= Multi-alignment =

Foreign policy strategy

In international relations, multi-alignment is a foreign policy strategy in which a state simultaneously cultivates strategic partnerships with multiple major powers or blocs, aligning with different actors on different issues, in order to maximize strategic autonomy and national interests. It is primarily applied to the Indian foreign policy under Narendra Modi and S. Jaishankar.

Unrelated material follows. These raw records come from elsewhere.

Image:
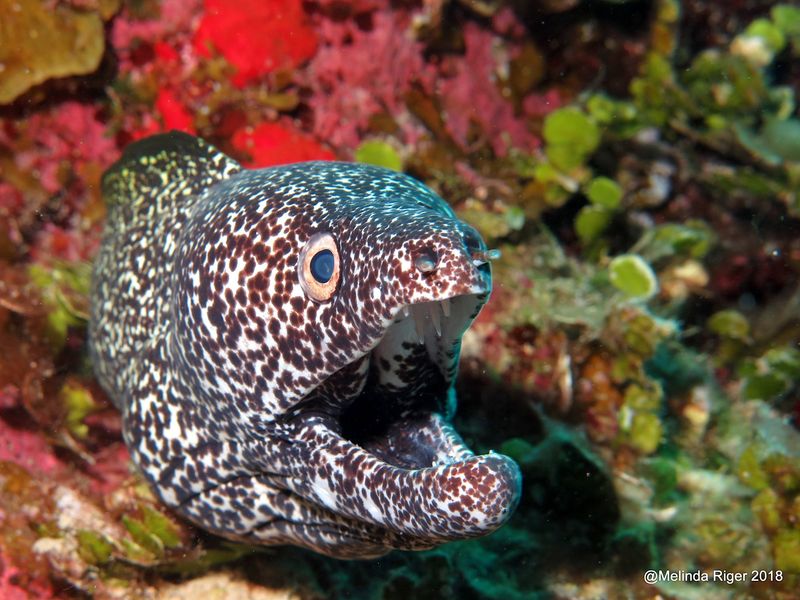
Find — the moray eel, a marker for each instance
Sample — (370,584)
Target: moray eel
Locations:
(282,344)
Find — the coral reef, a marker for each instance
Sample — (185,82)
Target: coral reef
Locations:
(637,164)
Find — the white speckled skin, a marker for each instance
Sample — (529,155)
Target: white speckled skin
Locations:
(263,414)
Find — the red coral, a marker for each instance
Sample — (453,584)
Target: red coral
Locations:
(176,17)
(274,144)
(256,36)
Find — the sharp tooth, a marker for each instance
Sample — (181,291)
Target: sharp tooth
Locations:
(445,304)
(436,319)
(419,324)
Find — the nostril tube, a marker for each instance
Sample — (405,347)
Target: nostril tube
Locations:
(426,261)
(480,257)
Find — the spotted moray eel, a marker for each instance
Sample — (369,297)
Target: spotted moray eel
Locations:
(282,344)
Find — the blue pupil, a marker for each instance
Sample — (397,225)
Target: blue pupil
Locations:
(322,266)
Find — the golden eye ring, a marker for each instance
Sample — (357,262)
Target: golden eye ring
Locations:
(318,267)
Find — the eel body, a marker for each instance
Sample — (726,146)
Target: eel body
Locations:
(282,344)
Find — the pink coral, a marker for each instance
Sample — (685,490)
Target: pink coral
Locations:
(359,73)
(274,144)
(68,134)
(471,97)
(174,114)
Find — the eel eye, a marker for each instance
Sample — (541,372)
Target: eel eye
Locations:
(318,267)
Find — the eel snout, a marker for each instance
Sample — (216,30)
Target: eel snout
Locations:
(420,480)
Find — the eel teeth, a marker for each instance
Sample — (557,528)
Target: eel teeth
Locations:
(445,304)
(419,325)
(436,318)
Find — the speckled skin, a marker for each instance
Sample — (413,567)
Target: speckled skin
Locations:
(261,414)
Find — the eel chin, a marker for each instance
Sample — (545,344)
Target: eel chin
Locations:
(391,458)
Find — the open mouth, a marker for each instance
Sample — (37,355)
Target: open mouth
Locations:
(401,414)
(391,458)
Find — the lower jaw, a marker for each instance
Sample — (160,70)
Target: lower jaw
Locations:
(421,481)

Indian diplomat Shashi Tharoor claims to have introduced the term in the 2000s, using it at the annual conference of Indian ambassadors in 2009 to "a frosty reception." It gained widespread recognition when India's External Affairs Minister S. Jaishankar used it in 2020. Jaishankar has acknowledged Tharoor's claim. Separately, Parag Khanna has claimed to have coined it in 2007. Khanna and Raja Mohan wrote in a 2006 paper: "A neo-Curzonian foreign policy is premised on the logic of Indian centrality, permitting multidirectional engagement--or "multi-alignment"—with all major powers and seeking access and leverage from East Africa to Pacific Asia."

Ian Hall identified three elements of Indian multialignment: 1) membership in various forums, 2) strategic partnerships, 3) normative hedging. It has been distinguished from the "multi-vector" of post-Soviet states like Kazakhstan, which involves distancing from a dominant former hegemon and Yevgeny Primakov's Russian model of multipolarity that applied equidistance among power centres.

It has been described as an increasingly common strategy in the age of multipolarity and apparent end of U.S. global hegemony in the 2020s. Beyond India, it has been discussed by analysts as an actual or potential foreign policy pursued by Indonesia, Brazil, the United Arab Emirates, and others.